Relational database management system (RDBMS) have been a primary data storage mechanism for decades. NoSQL databases have existed since the 1960s, but have been recently gaining traction and the business faces a challenge of their efficient adoption.
There are many tutorials explaining how to use a particular flavor of SQL or NoSQL, but few discuss why you should choose one in preference to the other (“SQL or NoSQL – that is the question”). Hope to answer the tough question here covering the fundamental differences in business capabilities. Here should be noted that since the author is Microsoft fan all the next is written keeping in mind Azure environment with such a products as Azure SQL Database, Azure Parallel Data Warehouse, Azure Data Lake Analytics and Azure Spark on HDInsight.
The Holy War
Before going further, let’s dispel a number of myths…
* NoSQL supersedes RDBMS *
NoSQL and RDBMS do the same thing: store data. They take different approaches, which may help or hinder a project. Despite feeling newer and grabbing recent headlines, NoSQL is not a replacement for RDBMS — it only increments business capability in specific areas (text processing, stream analytics, etc). In very few cases it’s reasonable to replace completely RDBMS with NoSQL.

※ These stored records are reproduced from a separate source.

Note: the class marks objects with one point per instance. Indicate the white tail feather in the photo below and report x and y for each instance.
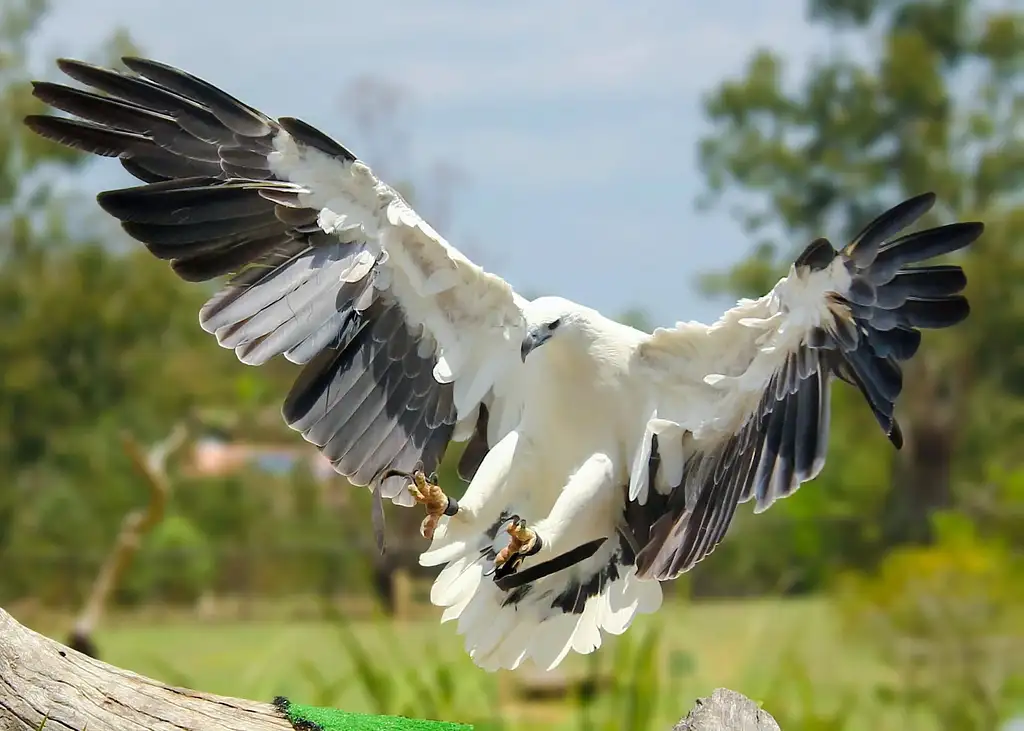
(502, 630)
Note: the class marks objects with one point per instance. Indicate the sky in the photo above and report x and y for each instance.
(573, 125)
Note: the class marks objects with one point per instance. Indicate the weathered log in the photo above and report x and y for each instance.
(727, 711)
(46, 685)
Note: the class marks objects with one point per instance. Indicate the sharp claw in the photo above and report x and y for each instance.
(428, 493)
(521, 540)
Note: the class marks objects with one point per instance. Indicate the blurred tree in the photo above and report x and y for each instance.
(95, 336)
(936, 103)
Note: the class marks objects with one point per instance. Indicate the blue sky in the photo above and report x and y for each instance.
(573, 125)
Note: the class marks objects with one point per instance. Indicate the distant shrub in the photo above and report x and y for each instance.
(948, 619)
(174, 565)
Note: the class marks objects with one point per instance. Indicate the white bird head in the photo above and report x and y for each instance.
(551, 316)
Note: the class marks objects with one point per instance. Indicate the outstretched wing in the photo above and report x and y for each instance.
(741, 407)
(402, 338)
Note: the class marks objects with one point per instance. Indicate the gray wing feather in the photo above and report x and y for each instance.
(782, 443)
(211, 206)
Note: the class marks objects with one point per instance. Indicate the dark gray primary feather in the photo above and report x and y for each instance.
(211, 206)
(876, 327)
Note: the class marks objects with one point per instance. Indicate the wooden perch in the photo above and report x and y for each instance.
(43, 681)
(152, 466)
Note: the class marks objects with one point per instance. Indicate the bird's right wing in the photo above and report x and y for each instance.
(406, 343)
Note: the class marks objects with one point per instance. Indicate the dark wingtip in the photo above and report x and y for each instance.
(896, 435)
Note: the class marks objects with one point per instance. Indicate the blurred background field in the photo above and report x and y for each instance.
(887, 594)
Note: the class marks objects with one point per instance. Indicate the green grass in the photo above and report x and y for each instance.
(743, 645)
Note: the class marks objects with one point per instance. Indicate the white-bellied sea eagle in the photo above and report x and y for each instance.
(601, 460)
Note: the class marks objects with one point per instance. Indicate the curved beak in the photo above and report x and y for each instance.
(531, 342)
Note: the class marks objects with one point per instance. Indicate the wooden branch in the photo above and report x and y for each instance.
(43, 682)
(152, 466)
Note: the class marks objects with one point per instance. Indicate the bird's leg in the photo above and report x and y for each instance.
(523, 542)
(425, 491)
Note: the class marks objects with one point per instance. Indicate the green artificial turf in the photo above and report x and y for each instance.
(315, 718)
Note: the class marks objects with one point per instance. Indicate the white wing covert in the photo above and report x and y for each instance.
(740, 410)
(404, 343)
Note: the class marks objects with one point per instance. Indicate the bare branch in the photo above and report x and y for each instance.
(152, 466)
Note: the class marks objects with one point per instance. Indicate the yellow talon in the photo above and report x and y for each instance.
(521, 540)
(432, 498)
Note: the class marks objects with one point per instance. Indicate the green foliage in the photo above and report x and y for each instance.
(947, 618)
(174, 565)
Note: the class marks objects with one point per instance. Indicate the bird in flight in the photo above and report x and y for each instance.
(601, 460)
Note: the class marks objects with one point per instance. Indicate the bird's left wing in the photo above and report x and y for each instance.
(740, 410)
(406, 343)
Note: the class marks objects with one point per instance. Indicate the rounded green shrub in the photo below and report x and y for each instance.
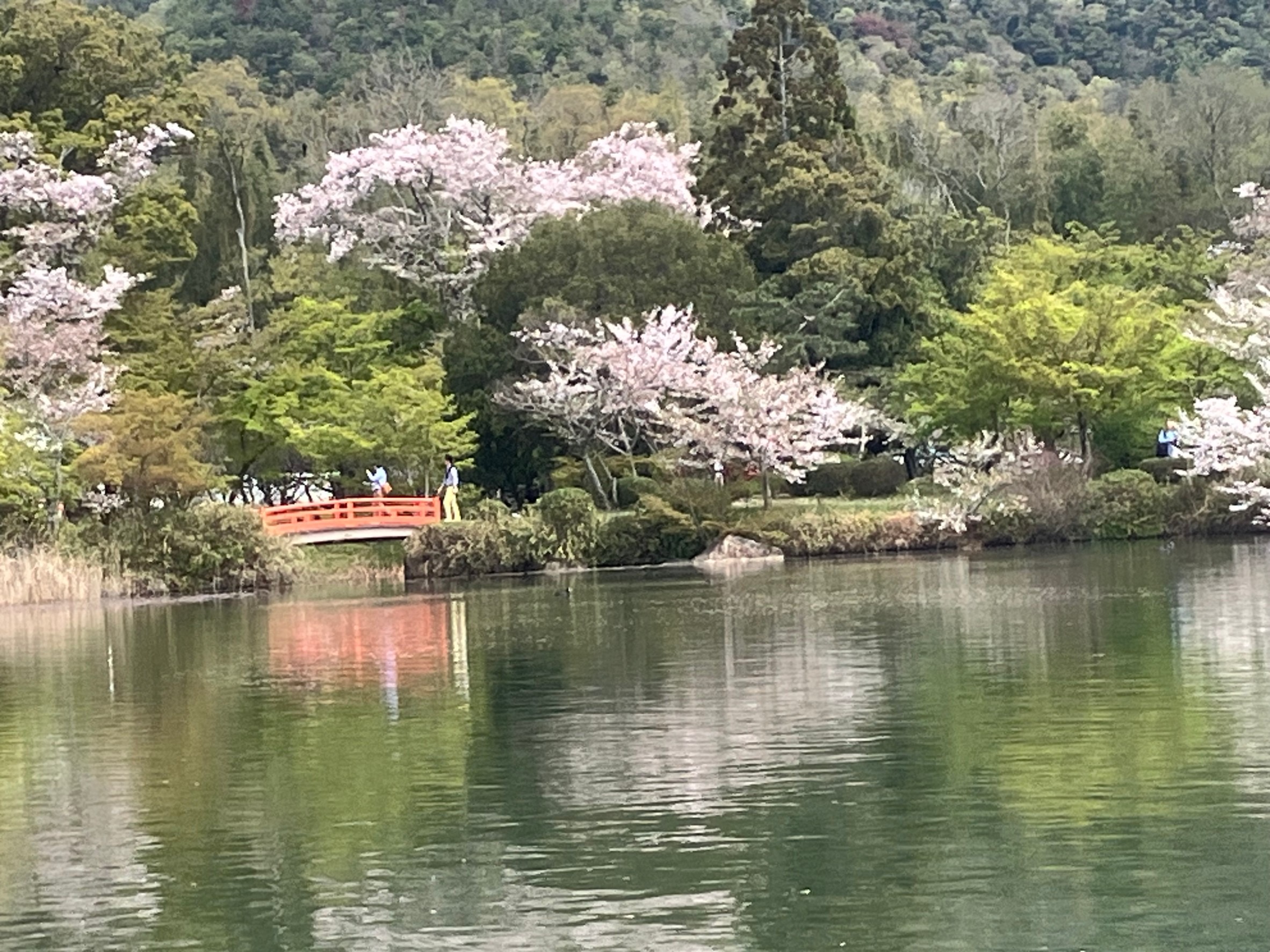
(487, 511)
(828, 480)
(877, 476)
(630, 489)
(569, 517)
(1165, 469)
(1127, 504)
(652, 534)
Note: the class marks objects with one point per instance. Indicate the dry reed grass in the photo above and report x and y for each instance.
(47, 576)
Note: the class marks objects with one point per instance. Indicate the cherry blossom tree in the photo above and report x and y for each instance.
(1218, 437)
(608, 385)
(657, 384)
(50, 314)
(432, 207)
(779, 423)
(981, 479)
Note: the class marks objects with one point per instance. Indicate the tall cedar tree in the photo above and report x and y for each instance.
(843, 278)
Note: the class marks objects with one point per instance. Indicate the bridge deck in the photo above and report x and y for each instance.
(355, 520)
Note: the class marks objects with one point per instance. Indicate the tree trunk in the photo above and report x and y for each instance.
(595, 480)
(612, 484)
(242, 238)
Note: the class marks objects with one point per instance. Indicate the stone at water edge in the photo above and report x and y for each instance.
(737, 548)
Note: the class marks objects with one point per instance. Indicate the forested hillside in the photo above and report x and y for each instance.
(988, 216)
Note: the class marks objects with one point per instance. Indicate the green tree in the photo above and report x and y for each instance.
(333, 391)
(619, 262)
(148, 446)
(79, 74)
(1077, 338)
(784, 154)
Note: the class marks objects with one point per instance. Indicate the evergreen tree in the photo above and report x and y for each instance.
(843, 276)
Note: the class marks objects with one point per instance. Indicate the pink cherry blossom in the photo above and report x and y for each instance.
(432, 207)
(51, 316)
(660, 384)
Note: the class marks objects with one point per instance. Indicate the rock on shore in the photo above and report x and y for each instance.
(732, 549)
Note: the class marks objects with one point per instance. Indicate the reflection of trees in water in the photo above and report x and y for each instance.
(74, 852)
(1223, 633)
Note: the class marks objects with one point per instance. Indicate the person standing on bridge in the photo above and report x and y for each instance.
(379, 479)
(450, 492)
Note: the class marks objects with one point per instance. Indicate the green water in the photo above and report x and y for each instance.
(1063, 749)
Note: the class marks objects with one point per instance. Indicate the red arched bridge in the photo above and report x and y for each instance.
(356, 520)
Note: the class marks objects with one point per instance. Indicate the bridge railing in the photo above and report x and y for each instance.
(357, 512)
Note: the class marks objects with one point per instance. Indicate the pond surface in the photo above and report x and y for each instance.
(1056, 749)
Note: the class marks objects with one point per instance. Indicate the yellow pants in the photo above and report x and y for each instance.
(450, 504)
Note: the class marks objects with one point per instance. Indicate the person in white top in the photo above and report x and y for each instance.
(450, 492)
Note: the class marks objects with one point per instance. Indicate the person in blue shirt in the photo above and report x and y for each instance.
(1166, 441)
(379, 480)
(450, 492)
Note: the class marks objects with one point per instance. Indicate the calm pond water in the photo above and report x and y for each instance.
(1059, 749)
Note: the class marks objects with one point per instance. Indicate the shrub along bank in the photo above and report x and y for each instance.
(564, 528)
(204, 548)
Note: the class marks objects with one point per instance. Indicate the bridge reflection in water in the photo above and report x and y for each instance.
(418, 642)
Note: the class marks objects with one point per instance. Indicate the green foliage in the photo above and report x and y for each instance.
(326, 43)
(1165, 469)
(148, 446)
(632, 489)
(698, 498)
(201, 548)
(619, 262)
(1128, 504)
(569, 517)
(79, 74)
(1067, 338)
(336, 393)
(860, 479)
(826, 532)
(654, 532)
(25, 473)
(512, 456)
(846, 284)
(465, 549)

* NoSQL is better / worse than RDBMS *
Some data is better to be stored and processed using an RDBMS database. Some is better suited for NoSQL. Some could use either interchangeably.
* RDBMS vs NoSQL is a clear distinction *
SQL Server 2016 and Azure Parallel Data Warehouse already adopted NoSQL features and vice versa: Hive (on HDInsight cluster) and Data Lake Analytics can work with relational data. The choices are likely to become increasingly blurred, and NewSQL hybrid databases could provide some interesting options in the future.
That said, don’t make life purposely difficult! Choosing an unusual technology combination or a mix of RDBMS and NoSQL is possible, but it’s tougher to find support and employ experienced developers. And this is THE MAIN REASON to stay with one and the same vendor providing all services for ALL cases – Microsoft.
With that in mind, let’s look at the primary differences in impact on business…
Pros and cons of both or How to make the difficult choice
Projects where RDBMS is ideal:
- logical related discrete data requirements,
- data requirements which can be identified up-front (NoSQL allows to leave data until data requirements arrive from a business),
- data integrity is essential,
- standards-based proven technology with good developer experience and support.
Projects where NoSQL is ideal:
- unrelated, indeterminate or evolving data requirements (NoSQL has capability allowing to perform cleaning/filtering out rogue data on the fly),
- simpler or looser project objectives, able to start coding immediately,
- scalability is imperative.
Also it’s important to note that from budgeting perspective RDBMS is more preferable because:
- it’s easier to find RDBMS developers;
- wages in RDBMS area are lower;
- development is faster;
- administration is cheaper due to better transparency;
- RDBMS is Azure might appear expensive (price should be carefully calculated in each case because there are multiple options here like for example new suspension feature of PDW that allows to save a lot in the most of cases).
It’s uncertain which variant is more preferable from speed perspective. Again, every case is unique and should be considered separately.
in the most of cases it’s clear which approach to use – NoSQL or RDBMS – however it’s necessary to choose particular technology carefully and this choice in some cases can alter initial choice between the approaches.